Philippine Science High School
Eastern Visayas Campus
Pawing, Palo, Leyte 6501
Biology 3
Journal Article Review on: Increased predominance of HIV-1 CRF01_AE and its
recombinants in the Philippines
Thomas Advincula, Cloie Bazar, Gian Lorenzo Denaya, Iana Jane Puayap, Queenie Anne Yanuario,
Francis Olayvar
I.
Purpose of the article
Human immunodeficiency virus (HIV) has been one of the pressing issues faced
by the Philippines since its first introduction to the country in 1984. UNAIDS has
reported an increase in the cases of new HIV infections from an estimate of 4,300 in
2010 to 10,500 in 2016 which was identified as the fastest among the countries in the
Asia-Pacific Region. Previous studies which identified subtypes of HIV-1, the identified
strain found in the Philippines, analyzed only fragments of gag, pol, or env sequences.
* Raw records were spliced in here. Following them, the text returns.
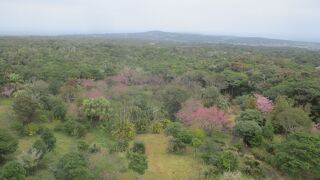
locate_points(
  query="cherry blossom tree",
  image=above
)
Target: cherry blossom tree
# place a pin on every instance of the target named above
(263, 104)
(197, 115)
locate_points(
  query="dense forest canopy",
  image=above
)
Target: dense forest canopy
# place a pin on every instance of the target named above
(86, 107)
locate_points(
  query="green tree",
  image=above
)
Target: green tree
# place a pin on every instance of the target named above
(250, 131)
(210, 96)
(13, 170)
(48, 138)
(72, 166)
(299, 155)
(139, 147)
(251, 115)
(40, 147)
(124, 131)
(227, 161)
(172, 97)
(96, 109)
(138, 162)
(291, 120)
(8, 144)
(26, 109)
The unaccounted parts of the viral genome sequences may contain vital clues
regarding the latest subtypes and circulating recombinant forms of HIV-1 present in
the country. Thus, the researchers of the chosen article focused on analysing the near
full length genome (NFLG) sequences of HIV-1 to determine the presence of new
recombinants of the said virus. Knowledge on the HIV-1 subtypes, circulating
recombinant forms, and unique recombinants will be of great use for treatment and
epidemic control.
II.
Method/ procedures used
The purpose of this research study was to characterize HIV-1 whole-genome
sequences in order to determine whether new recombinants of HIV have been
generated and become prevalent strains. To do this, the researchers of the study
performed the following methodology, divided into 6 main steps.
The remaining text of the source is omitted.